When I moved to DC back in the late 90s, I wanted to live in Dupont Circle. Nothing really shocking about that. You ask any young white person back then where was somewhere cool to live, and you can be sure that would be the first place off their lips. Possibly the only place, depending on how much they knew the city. Even Adams Morgan was still a bit questionable back then. (I remember them moving the Adams Morgan Day festival to the Mall one year to avoid gangs in the actual neighborhood).
And for the whole time I was trying to get settled in the city, Dupont Circle did glow as this ideal place to go. It’s always filled with people. It’s as safe as a big city gets. It had nothing to do with the tourist-DC. It has food, and entertainment, and people yelling strange things on the street.
I didn’t actually end up there, but wasn’t too far away. But everything that glows, fades. The circle itself isn’t much different, but the way I looked at it did. I’m not going to bore you to death by examining why my perceptions changed, but they did. The circle was still a decent place to be, but it didn’t feel magical anymore.

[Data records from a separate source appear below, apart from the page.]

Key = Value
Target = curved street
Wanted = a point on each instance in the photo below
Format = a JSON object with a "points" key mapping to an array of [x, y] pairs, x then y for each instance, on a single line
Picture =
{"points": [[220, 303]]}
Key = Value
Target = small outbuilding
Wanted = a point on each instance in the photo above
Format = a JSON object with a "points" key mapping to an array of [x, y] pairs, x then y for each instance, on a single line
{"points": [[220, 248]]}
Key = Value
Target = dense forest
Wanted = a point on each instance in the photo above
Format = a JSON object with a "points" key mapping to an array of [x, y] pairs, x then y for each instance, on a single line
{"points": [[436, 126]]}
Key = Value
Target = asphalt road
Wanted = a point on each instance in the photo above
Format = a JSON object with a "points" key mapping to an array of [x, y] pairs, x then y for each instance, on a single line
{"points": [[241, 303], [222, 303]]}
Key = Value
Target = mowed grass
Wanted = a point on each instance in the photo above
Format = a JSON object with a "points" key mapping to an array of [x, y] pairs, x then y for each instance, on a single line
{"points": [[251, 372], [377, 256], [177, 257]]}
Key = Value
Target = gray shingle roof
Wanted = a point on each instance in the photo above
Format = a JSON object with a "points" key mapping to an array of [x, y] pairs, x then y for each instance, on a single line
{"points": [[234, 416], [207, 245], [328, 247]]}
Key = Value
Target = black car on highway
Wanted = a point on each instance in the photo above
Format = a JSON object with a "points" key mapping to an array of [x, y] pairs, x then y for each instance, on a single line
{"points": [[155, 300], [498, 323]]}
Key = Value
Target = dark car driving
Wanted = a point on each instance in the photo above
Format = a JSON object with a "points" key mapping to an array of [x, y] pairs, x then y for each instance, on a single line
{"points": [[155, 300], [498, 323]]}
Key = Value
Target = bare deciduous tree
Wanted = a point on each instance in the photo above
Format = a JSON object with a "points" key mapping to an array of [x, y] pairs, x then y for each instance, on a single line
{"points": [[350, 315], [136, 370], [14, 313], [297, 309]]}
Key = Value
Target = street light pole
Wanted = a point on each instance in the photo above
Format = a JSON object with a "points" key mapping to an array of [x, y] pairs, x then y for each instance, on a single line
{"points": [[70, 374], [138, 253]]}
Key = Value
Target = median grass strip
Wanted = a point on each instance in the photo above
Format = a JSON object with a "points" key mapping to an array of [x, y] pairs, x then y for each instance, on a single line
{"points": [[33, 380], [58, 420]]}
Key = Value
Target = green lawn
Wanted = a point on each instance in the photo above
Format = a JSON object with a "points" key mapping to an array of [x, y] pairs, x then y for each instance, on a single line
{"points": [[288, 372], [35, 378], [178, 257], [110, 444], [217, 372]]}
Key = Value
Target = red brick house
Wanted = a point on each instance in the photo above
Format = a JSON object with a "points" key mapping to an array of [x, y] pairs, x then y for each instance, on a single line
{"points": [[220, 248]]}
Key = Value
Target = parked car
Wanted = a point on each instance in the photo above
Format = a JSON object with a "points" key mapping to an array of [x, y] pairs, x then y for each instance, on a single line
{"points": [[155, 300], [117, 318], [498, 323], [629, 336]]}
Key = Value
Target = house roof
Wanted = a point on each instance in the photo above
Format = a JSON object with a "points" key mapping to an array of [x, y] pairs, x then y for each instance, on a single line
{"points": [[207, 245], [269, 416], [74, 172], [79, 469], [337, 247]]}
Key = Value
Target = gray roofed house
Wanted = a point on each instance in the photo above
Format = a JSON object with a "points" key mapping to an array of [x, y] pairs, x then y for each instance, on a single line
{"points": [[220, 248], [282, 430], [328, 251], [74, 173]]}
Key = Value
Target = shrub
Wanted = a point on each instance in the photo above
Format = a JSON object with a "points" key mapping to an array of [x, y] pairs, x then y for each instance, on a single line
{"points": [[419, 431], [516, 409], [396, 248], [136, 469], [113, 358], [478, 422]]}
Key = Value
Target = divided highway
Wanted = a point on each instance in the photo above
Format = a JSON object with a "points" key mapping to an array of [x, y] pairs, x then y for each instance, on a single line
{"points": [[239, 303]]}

In the last year or two, I’ve spent a lot of times at various places around the circle. I’m not drunk enough to claim that it’s in any way magical again. But I think it’s one of the closest things DC has now to the big city image you see in melodramatic movies. In particular, I love sitting in the coffee shop, facing out the giant, old windows. They’re the biggest, highest-def, brightest movie screen you’ve ever seen. Sit there long enough and everything will walk, roll, or shamble past, eventually.
You have no idea how hard it is to not pull out my camera and spend all day taking pictures of the people passing by.